A wrapper function that encapsulates various algorithms for detecting changepoint sets in univariate time series.

Usage

segment(x, method = "null", ...)

# S3 method for class 'tbl_ts'
segment(x, method = "null", ...)

# S3 method for class 'xts'
segment(x, method = "null", ...)

# S3 method for class 'numeric'
segment(x, method = "null", ...)

# S3 method for class 'ts'
segment(x, method = "null", ...)

Arguments

x

a numeric vector coercible into a stats::ts object

method

a character string indicating the algorithm to use. See Details.

...

arguments passed to methods

Value

An object of class tidycpt.

Details

Currently, segment() can use the following algorithms, depending on the value of the method argument:

  • pelt: Uses the PELT algorithm as implemented in segment_pelt(), which wraps either changepoint::cpt.mean() or changepoint::cpt.meanvar(). The segmenter is of class cpt.

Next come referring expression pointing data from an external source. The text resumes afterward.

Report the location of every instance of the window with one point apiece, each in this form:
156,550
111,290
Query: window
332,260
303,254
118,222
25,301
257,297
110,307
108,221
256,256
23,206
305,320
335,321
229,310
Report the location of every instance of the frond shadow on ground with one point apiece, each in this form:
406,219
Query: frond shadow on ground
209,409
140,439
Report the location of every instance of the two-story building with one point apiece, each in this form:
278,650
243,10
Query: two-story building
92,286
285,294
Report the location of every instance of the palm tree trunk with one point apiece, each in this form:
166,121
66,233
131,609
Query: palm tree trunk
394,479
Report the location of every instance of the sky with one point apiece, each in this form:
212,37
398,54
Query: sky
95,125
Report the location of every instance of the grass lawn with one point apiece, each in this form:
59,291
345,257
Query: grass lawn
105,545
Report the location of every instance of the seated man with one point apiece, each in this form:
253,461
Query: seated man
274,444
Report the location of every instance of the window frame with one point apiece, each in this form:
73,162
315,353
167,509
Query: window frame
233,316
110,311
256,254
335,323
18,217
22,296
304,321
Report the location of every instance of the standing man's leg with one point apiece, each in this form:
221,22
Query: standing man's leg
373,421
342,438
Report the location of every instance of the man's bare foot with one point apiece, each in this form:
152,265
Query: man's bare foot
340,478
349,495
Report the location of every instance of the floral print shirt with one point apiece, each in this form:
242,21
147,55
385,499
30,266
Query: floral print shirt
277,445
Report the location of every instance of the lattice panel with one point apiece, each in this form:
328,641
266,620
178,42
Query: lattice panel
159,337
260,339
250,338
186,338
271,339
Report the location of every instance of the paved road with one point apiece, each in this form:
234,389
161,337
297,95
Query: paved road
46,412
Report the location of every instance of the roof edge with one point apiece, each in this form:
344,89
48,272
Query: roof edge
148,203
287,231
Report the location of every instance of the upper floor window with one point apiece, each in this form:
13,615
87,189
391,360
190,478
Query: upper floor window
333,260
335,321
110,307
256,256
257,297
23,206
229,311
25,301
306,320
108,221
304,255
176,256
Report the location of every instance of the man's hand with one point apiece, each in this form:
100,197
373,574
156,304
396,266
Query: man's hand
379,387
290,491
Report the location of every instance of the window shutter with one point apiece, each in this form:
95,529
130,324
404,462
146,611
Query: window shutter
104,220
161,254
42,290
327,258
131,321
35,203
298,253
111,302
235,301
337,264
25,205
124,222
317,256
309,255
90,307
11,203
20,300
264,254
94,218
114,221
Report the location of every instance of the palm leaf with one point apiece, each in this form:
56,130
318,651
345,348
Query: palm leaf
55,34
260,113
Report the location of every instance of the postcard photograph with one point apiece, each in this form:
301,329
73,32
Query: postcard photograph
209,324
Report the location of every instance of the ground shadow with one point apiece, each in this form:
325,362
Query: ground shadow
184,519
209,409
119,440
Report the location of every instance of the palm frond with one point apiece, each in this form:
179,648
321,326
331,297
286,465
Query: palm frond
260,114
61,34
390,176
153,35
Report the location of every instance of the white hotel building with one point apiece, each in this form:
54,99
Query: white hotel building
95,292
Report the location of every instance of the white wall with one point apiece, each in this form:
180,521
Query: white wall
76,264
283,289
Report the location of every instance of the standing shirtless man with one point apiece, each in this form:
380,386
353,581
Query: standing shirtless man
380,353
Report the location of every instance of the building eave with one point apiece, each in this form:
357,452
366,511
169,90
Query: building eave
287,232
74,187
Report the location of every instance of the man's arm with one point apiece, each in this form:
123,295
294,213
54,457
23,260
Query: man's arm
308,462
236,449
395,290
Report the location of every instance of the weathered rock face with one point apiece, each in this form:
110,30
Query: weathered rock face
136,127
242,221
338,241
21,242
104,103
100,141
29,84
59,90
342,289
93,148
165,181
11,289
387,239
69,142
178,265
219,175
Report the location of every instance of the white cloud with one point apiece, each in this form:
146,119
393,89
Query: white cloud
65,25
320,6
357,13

  • binseg: Uses the Binary Segmentation algorithm as implemented by changepoint::cpt.meanvar(). The segmenter is of class cpt.

  • segneigh: Uses the Segmented Neighborhood algorithm as implemented by changepoint::cpt.meanvar(). The segmenter is of class cpt.

  • single-best: Uses the AMOC criteria as implemented by changepoint::cpt.meanvar(). The segmenter is of class cpt.

  • wbs: Uses the Wild Binary Segmentation algorithm as implemented by wbs::wbs(). The segmenter is of class wbs.

  • ga: Uses the Genetic algorithm implemented by segment_ga(), which wraps GA::ga(). The segmenter is of class tidyga.

  • ga-shi: Uses the genetic algorithm implemented by segment_ga_shi(), which wraps segment_ga(). The segmenter is of class tidyga.

  • ga-coen: Uses Coen's heuristic as implemented by segment_ga_coen(). The segmenter is of class tidyga. This implementation supersedes the following one.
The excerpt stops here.